Day-2 operations for Atlas. This page summarises the most common incident classes and where to look first. It mirrors the structure of the repository's docs/RUNBOOK.md, which carries the full command-level detail.

Triage map

API and dependencies

When the API is unhealthy, check liveness/readiness and the dependency it can't reach.

curl -s :${API_PORT:-8000}/health # process alive?
curl -s :${API_PORT:-8000}/health/ready # which dependency is not ready?
docker compose ps # are postgres/neo4j/redis/minio healthy?
docker compose logs -f osint-api # boot/runtime errors

Remember the API is fail-closed: if the ontology schema or TranslationRegistry fails to load at boot, it aborts rather than serving. A readiness failure shortly after deploy often means a schema or migration problem — check Flyway first.

Database failures

docker compose logs flyway # migration success/failure
docker compose run --rm flyway info # current version + pending
# inside postgres: check long-running queries, locks, connection count vs pool

A migration failure blocks API boot by design. Resolve the migration, then restart the API.

Temporal and stuck investigations

  • Confirm temporal-worker is running and registered on the task queue.
  • Use the Temporal UI to find the workflow by investigation id and inspect failed/timed-out activities and retry counts.
  • A single slow module is often an external dependency (MCP tool, LLM, or provider API).

Investigations tolerate partial module failure — they complete with available data and report what failed. See Temporal workflows.

Data correctness — graph parity

PostgreSQL is the source of truth; Neo4j is a projection. If relationship queries look wrong, check parity.

# Check parity between PostgreSQL and Neo4j (see GraphParityService)
# Per-investigation parity checks are available via the graph/debug surfaces

If the projection has drifted, re-run the sync and, if needed, the cleanup script to remove stale/orphaned nodes.

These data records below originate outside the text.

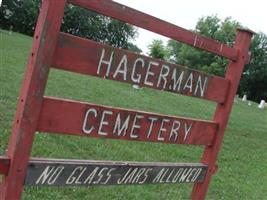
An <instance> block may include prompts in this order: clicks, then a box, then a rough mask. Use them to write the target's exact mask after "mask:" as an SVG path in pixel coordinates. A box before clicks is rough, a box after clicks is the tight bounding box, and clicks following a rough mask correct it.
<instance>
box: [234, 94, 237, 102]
mask: <svg viewBox="0 0 267 200" xmlns="http://www.w3.org/2000/svg"><path fill="white" fill-rule="evenodd" d="M234 102H235V103H237V102H238V94H237V95H235V98H234Z"/></svg>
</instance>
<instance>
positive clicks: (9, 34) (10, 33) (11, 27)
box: [8, 25, 13, 35]
mask: <svg viewBox="0 0 267 200" xmlns="http://www.w3.org/2000/svg"><path fill="white" fill-rule="evenodd" d="M12 31H13V26H12V25H11V26H10V27H9V32H8V33H9V35H12Z"/></svg>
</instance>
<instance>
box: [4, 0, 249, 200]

See Graph sync.

Auth failures

  • Verify Keycloak is reachable and the tenant realm exists.
  • A 401 with a valid-looking token usually means an unresolved tenant context — check AUTH_ENABLED and the AUTH_* group/path mappings.
  • Cross-tenant 404s are expected: RLS hides other tenants' rows. See Security & multi-tenancy.
  • See the repo's docs/debug/adr-022-login-failure.md for a worked login-failure investigation.

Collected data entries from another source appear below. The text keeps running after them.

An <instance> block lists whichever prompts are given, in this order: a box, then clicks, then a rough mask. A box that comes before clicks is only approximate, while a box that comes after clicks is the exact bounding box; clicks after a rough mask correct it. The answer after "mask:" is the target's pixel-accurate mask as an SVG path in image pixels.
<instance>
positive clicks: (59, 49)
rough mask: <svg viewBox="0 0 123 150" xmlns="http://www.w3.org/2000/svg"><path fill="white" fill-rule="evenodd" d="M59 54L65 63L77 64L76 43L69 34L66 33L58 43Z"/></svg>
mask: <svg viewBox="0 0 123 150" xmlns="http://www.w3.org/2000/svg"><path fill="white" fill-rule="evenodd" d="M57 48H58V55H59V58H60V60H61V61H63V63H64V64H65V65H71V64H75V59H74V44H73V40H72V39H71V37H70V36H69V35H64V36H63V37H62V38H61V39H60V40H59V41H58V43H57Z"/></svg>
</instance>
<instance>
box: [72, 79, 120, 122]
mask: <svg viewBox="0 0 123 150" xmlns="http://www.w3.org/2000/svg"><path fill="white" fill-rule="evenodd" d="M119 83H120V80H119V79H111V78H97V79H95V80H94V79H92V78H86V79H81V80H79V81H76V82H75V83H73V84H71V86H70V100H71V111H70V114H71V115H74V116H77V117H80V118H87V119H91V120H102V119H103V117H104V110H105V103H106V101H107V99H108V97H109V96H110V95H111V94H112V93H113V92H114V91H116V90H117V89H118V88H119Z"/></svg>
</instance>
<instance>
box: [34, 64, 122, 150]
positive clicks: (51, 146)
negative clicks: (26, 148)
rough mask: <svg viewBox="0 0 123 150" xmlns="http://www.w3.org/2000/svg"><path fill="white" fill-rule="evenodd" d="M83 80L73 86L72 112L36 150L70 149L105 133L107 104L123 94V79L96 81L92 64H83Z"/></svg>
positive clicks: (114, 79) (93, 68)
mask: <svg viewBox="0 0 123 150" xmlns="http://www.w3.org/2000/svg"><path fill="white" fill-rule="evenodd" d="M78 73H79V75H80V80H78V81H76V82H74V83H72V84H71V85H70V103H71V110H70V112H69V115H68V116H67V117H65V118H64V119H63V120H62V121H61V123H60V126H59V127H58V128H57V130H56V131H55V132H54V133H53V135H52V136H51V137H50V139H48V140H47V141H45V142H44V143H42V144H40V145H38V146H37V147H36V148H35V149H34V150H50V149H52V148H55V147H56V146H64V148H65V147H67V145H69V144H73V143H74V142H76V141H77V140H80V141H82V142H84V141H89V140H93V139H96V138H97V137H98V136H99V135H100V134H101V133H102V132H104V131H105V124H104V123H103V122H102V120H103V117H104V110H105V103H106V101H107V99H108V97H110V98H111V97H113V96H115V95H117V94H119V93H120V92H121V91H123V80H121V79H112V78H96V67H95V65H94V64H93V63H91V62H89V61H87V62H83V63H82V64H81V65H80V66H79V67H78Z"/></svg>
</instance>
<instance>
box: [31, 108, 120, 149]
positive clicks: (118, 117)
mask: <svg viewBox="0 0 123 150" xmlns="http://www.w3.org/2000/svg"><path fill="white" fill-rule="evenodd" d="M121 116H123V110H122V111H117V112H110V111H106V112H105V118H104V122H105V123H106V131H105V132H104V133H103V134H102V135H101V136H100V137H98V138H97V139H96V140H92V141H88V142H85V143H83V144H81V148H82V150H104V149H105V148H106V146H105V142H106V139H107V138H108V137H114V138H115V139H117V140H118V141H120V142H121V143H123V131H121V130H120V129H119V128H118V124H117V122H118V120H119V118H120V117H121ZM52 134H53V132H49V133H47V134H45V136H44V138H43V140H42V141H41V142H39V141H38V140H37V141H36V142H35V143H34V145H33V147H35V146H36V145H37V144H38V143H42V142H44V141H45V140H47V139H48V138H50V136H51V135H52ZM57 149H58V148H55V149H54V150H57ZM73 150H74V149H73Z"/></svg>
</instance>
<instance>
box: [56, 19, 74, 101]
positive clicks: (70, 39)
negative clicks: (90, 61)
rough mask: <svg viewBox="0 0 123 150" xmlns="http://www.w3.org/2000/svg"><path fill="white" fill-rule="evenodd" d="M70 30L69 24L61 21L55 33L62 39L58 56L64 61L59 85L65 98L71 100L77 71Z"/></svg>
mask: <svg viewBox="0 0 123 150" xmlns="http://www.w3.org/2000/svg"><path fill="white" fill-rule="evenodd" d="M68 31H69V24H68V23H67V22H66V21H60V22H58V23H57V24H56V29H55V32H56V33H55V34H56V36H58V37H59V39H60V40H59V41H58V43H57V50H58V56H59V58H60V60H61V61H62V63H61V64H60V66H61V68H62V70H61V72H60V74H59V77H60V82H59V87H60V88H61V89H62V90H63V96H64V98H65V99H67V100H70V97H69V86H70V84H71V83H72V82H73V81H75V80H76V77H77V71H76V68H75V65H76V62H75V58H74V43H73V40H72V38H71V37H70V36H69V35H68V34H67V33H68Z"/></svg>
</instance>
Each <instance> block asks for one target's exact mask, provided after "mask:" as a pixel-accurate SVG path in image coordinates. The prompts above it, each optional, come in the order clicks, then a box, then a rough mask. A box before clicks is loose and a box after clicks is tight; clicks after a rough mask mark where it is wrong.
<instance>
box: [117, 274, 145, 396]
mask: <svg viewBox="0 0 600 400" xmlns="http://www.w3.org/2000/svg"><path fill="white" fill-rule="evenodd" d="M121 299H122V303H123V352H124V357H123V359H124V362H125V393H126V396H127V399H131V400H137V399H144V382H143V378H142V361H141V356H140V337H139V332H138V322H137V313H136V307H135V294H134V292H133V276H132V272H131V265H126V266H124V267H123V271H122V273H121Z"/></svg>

Performance and rate limits

  • 429 responses come from the slowapi rate limiter — review RATE_LIMIT_* values.
  • For slow reads, check DB load (long queries, locks, pool saturation) and cache TTLs.
  • MAX_CONCURRENT_INVESTIGATIONS bounds investigation parallelism; raising it increases load on LLMs/providers and the DB.

Escalation

Conflicts requiring human judgement surface through the mutation queue as review tasks, not as incidents. Operational alerting (Slack/email) is configured via SLACK_WEBHOOK_URL and SMTP_*. For deeper procedures (key rotation, DR drills, vulnerability management) consult the security runbooks in the main repository.